- Posted February 8, 2013 by
This iReport is part of an assignment:
The written word: Your personal essays
Jerusalem, I won't forget you
Thursday was a day I had been looking forward to for my entire life. I went to a Jewish preschool, I attended Sunday School, I went to Jewish day camp, I became a Bat Mitzvah, I was confirmed, I go to synagogue… All of that culminated in my Taglit-Birthright group’s trip to Jerusalem.
However, our entrance to the holiest of the holy cities was delayed a bit, as the city was experiencing snow! It was the first time the city had really seen snow since 2003, and the fact that I saw snow in Jerusalem is something so unique that I can tell it to the grandchildren some day. But I’m getting ahead of myself.
Before Jerusalem, we stopped by the city of Tsippori, which is home to 2,000-year-old ruins. It wasn’t until Einat, our tour guide, said this right here is where it all began for the Jewish people and was the home of all of our ancestors that I began to feel a connection. This experience cannot be taken for granted; there are millions of Jews who never had and will never have the opportunity to visit the land of Israel.
People can talk all they want about how religious and spiritual of a place Israel and Jerusalem can be for Jews; it is. There is a feeling of pride and accomplishment and awe that can never be matched. It’s also a feeling that cannot be fully described or understood until you have experienced it for yourself.
We loaded the buses and were told we would drive into Jerusalem, though it may take awhile due to the snow. As we drove along, all of a sudden, the grassy hills turned to snowy hills. We started to see more buildings. We entered Jerusalem, and the song “Jerusalem” by Matisyahu played on the bus’s stereo system. The smile on my face literally spread from ear to ear. My heart filled with all my ancestors who led me to that moment – the moment I not only stood in the promised land but entered the holiest city on earth.
When I entered Jerusalem, I felt a connection to Judaism, to my roots, to the land and to the millions of Jews who have lived around the world in all time. This was for me, this was for my parents and this was for all those who never had this opportunity. Thousands of years after being exiled from the land, the Jews are still here, and it truly is remarkable.
I may be only 19, but this was a moment my ancestors could only dream about. All the odds have been stacked against the Jews for practically our whole existence, but our determination was unmatched and allowed for moments like this. Arriving in Jerusalem evokes a different feeling or reaction in everyone, and this was my moment. And no one can take that away from me.
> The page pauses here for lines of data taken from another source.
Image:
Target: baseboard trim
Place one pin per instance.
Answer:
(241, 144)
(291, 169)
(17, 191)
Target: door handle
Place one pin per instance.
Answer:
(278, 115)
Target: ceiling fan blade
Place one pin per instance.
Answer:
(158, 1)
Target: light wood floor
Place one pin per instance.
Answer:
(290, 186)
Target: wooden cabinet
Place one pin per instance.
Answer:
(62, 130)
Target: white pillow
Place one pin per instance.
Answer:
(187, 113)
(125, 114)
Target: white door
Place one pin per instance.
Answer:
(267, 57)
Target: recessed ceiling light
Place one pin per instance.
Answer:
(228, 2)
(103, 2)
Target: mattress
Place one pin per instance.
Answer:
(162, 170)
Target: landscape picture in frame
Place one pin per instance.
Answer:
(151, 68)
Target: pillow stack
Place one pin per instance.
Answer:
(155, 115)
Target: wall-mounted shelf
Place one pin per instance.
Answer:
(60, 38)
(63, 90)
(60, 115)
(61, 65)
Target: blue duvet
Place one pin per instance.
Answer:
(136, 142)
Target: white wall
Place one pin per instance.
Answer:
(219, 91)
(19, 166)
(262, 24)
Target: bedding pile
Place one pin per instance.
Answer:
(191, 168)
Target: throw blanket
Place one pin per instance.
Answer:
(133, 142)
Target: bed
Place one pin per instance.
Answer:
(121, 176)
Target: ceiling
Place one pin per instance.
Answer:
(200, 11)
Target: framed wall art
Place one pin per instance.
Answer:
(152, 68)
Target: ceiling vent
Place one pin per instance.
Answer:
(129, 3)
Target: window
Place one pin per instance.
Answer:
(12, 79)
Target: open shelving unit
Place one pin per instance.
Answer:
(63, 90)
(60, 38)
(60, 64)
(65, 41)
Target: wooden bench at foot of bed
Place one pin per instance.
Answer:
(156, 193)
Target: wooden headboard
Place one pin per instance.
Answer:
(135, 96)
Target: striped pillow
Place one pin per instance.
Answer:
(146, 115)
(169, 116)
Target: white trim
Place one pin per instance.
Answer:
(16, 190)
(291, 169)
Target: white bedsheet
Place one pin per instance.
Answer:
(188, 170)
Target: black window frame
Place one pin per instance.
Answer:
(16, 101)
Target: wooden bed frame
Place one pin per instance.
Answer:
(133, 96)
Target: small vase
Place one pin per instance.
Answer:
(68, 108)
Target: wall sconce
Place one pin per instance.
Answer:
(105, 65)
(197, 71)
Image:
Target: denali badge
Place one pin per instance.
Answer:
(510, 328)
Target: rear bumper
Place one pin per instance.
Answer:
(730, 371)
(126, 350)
On Friday, we visited the Old City in Jerusalem, but before that, our group met the eight Israeli soldiers who would be with us for the next few days. In Israel, men and women are required to enter the military after high school; then, many young people travel for a year or so and then attend a university. It’s vastly different from the typical path in the United States. These eight soldiers were all around my age, and some in the military are even a year or so younger than I am; however, they seem so much older. Young people in Israel focus on living life, being happy and having fun. They cannot live in fear because that would be no way to experience life.
Next, we entered the Old City and learned about why it’s meaningful and about the destruction of the Second Temple and about the significance of the Western Wall. We saw and touched things that are 3,000 years old. We took in the area from a tourist’s perspective, but then, Einat brought up something that I took to heart. She said we, as Jews, were not tourists visiting the land of Israel; instead, we were pilgrims returning to our homeland. She said the difference was a tourist walks the land; a pilgrim lets the land walk through him.
I found this to be powerful and thought about my time in Israel. Was I simply a tourist walking around with my camera and money belt, checking sites off a list? Or was I more than that: a pilgrim, returning to the land of her people, connecting to her roots, allowing the experience to change her, letting the land walk through her? I knew which one I hoped to be, and I think as I walked up to the Western Wall a couple hours later, the land was continuing to impact my heart.
We reached the Western Wall. The sun was beginning to fall, and a shadow draped the remains of the Second Temple (from 19 BCE). I scribbled down a prayer and word of thanks and walked up to the women’s side of the Wall. I found an open spot and placed my hand on the Wall. I closed my eyes. I thought about what this moment meant for myself and for my ancestors. It’s extraordinary, and I cannot say that enough. I put my prayer in a crevice and said a quick Shehecheyanu prayer for this new and exciting experience. This wasn’t a paper Western Wall in Richmond, Virginia; this was the real thing in Jerusalem. I backed away, careful not to turn my back to the Wall. I looked at it, in awe of its history, its meaning and its persistence.
Later that day, we celebrated Shabbat back at the hotel. We sang songs, ate food and just had a casual evening, enjoying each other’s company. I had done the same thing many times before, but this time seemed different. It was different, after all, for it was in Jerusalem. We were home.